Always struggled with my weight since being a teenager, up and down!

Hope everyone has had a good day Thanks

AlbusPercival · 11/02/2016 10:17

yes, using them as stated

I think I may also have a very short luteal phase approx 9 days

Will a dr see me for that or is that part of the 3 mc before we look at you thing?

Fedupithink · 11/02/2016 11:09

Thanks Lucky I'll have to look into it this month but I think I'm ok as there is usually 2 weeks+ between when I think I ovulate and my period starting but good to know.

I'm now cd5, period ended and preparing to "not try" and make it all about the sex - so why am I still counting down! I really hope this is my month. We've got a big holiday planned and after the mc and complications I'd feel a lot better going away if I was beyond the 12 week point - I'd be about 15 weeks if it happens this month, although I know there are still no guarantees.

MimiDoddrioni · 11/02/2016 16:51

Hi everyone, mind if I JOIN you? Just had MC#3 confirmed and waiting for EPRC as I'm keen to start ttc again. It took 9 mths to get my latest BFP, hope I don't have to wait that long again.

InsufficientlyCaffeinated · 11/02/2016 16:55

Hi Mimi you're very welcome to join us, although I'm very sorry you have to find yourself here. Are you being offered any medical investigations as it is your third? Flowers

OP posts:
InsufficientlyCaffeinated · 11/02/2016 17:03

Found out yesterday SiL is pg. Took it harder than I thought I would. Not because I'm jealous, it took her 2 1/2 years and a round of IVF to get here but because I'm one part nervous on her behalf and another part terrified at the thought of having to go through so much to get a baby myself.

Also have a UTI which had better clear up before my fertile week kicks in

Grin at Bonxie and lentil pain! I really hope it's something more exciting!

OP posts:
redstrawberries101 · 11/02/2016 17:28

Hi everyone, just caught up on the thread.
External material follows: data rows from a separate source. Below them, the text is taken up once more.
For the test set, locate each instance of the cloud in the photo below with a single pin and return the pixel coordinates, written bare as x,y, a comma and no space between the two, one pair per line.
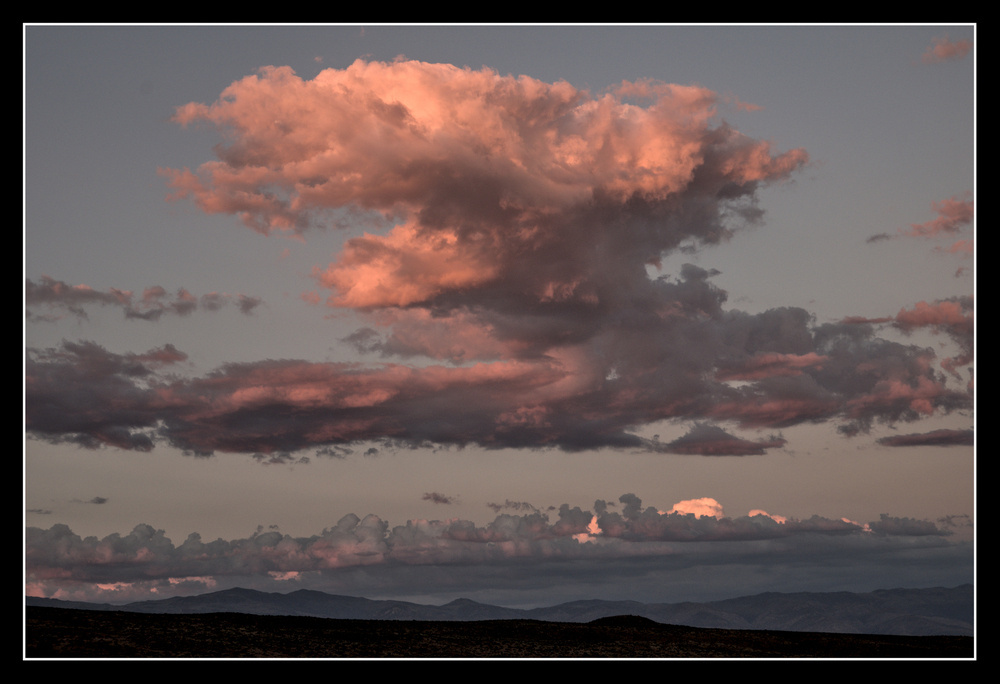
932,438
943,49
953,213
954,317
59,562
155,301
504,287
709,440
Hope your all doing ok.

I was getting a bit anxious about first AF post mc not coming, but it turned up yesterday, exactly 5 weeks from miscarriage. Felt sad when I realised but also happy that I can look forward once it's over. I would like to give body time to recover and there is a lot going on in my life right now but I don't see it really settling so I think we will refrain from contraception but not actively 'try' either. Just see what happens.

Feeling really quite tired but got to go to a family thing. Just got in from work and about to shower and leave. It's our 5th anniversary this weekend and I was going to be so excited to be over 16 weeks now. We haven't managed to plan to go away either because of other things and everything just feels a bit all over the place. One of those moments I'm questioning how I'm spending my life!